In the December slide package, slides 4, 5 and 6 show different morphological features which can be very useful in the diagnosis of a lymphocytosis. The table below shows a brief description of the results:
Slide | Age | Details | WBC x10^3/mm3 | Lymph x10^3/mm3 |
---|---|---|---|---|
4 | 31 | Digestive Surgery | 22.9 | 8.9 |
5 | 71 | Emergency | 17.2 * | 13.9 * |
6 | 21 | Emergency | 10.2 | 6.6 |
• Slide 5 results calculated
• Lymphocyte Images from Blood films
As can be seen, the lymphocytes in slides 4 and 6 appear to be reactive in nature i.e vary in size and morphological features – nuclear shape, amount and color of cytoplasm (polymorphic). The cell indicated by the arrow in slide 6 may even be described as being a plasmacytoid lymphocyte (dark blue cytoplasm, nucleus to the side of the cytoplasm).

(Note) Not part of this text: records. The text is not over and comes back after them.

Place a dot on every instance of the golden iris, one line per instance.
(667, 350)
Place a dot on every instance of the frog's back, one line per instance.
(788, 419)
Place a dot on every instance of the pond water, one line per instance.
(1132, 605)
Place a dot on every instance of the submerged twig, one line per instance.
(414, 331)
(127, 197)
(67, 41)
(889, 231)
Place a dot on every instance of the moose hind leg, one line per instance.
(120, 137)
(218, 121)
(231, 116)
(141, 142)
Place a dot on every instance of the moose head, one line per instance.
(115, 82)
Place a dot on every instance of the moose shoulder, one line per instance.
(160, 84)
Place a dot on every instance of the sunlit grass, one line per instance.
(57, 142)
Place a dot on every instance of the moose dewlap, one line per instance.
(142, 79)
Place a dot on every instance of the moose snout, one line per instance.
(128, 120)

When slide 5 is viewed, the predominant feature is the presence of numerous cells which are described as Smear, Smudge, Gumprecht shadow or basket cells. Lymphocytes in patients with CLL are known to be more fragile than normal lymphocytes. During the making of the blood film, the fragile lymphocytes are crushed and form smear cells. Smear Cells are therefore indicative of CLL and the number present may be of prognostic value.
a) Neutrophil, b) Smear Cell, c) Lymphocyte
Further tests need to be performed on the patients from slide 4 and 6 including EBV status. The patients must be followed up.
Patient 5 appears to have CLL and the experts comment confirms CLL. Flow cytometry studies indicate a matutes score of 4/5 and cytogenetic studies confirm a 13q14 deletion.